The vacancy rate for Grade A offices edged up in Taipei, while net rental rates headed down in the third quarter, as more firms relocated to more affordable business areas, international service provider Jones Land LaSalle said yesterday.
The trend is expected to continue over the next six months, as the market has yet to see significant investment from China after the signing of the Economic Cooperation Framework Agreement (ECFA) in June.
“The vacancy rate for Grade A offices picked up 0.18 percent, to 16.27 percent in the third quarter because of negative take-up in the prime Xinyi (信義) and non-core business districts,” Sherry Wu (吳瑤華), company director of investments and markets, told a media briefing.
Average net rentals dropped 1.26 percent to NT$2,200 per ping (3.3m2) in the June-to-last month period from three month earlier, as landlords continued to offer rent-free periods to attract new clients.

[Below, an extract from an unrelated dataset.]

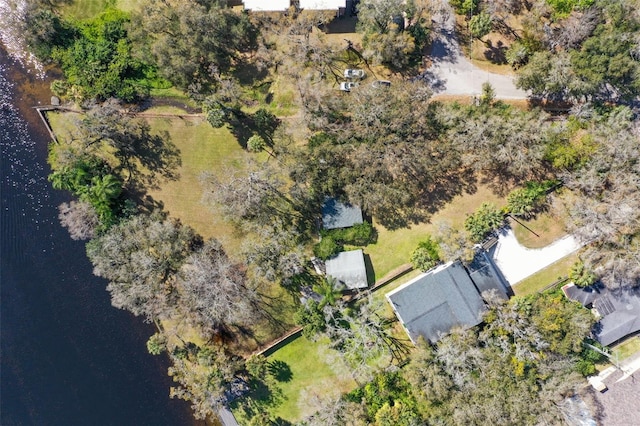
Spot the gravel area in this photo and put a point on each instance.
(518, 262)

Wu expects the vacancy rate to rise 4 percent this quarter with an extra 11,000 ping of office space to enter the market, while more tech firms plan to move to suburban areas to cut costs.
“That increasing supply may keep effective rental rates in the negative zone through the first quarter,” she said.
“The good news is that the market is about to hit bottom and stage a comeback later [next year] as warmer ties with China will start to impact,” Wu said.
A total of 41 Chinese companies have taken up office space in Taiwan since the government lifted ban last year, Jones Land LaSalle said, citing government data.
Three of them, including the Bank of China (中國銀行) and the Bank of Communications (交通銀行), made their entrance after the signing of the trade pact.
Tony Chao (趙正義), the agency’s managing director, said investment from China would likely remain weak until next year.
The two Chinese lenders will take up less than 100 ping of office space for their representative offices, like other Chinese firms currently in Taiwan, Chao said.
“But their presence is helping attract more foreign investment here,” he said. “The market will soon shift gears.”
Many firms from China and other parts of the world have expressed interest in setting up business centers in Taiwan to explore cross-strait business opportunities, Chao said.
However, returns on office building investment sank to a record low of 2.8 percent in the third quarter, with domestic insurers finding that acceptable in order to digest idle funds, the agency’s data showed.
Buildings intended as retail sales floors generated better returns, at 3 percent to 4 percent in the third quarter, the data showed.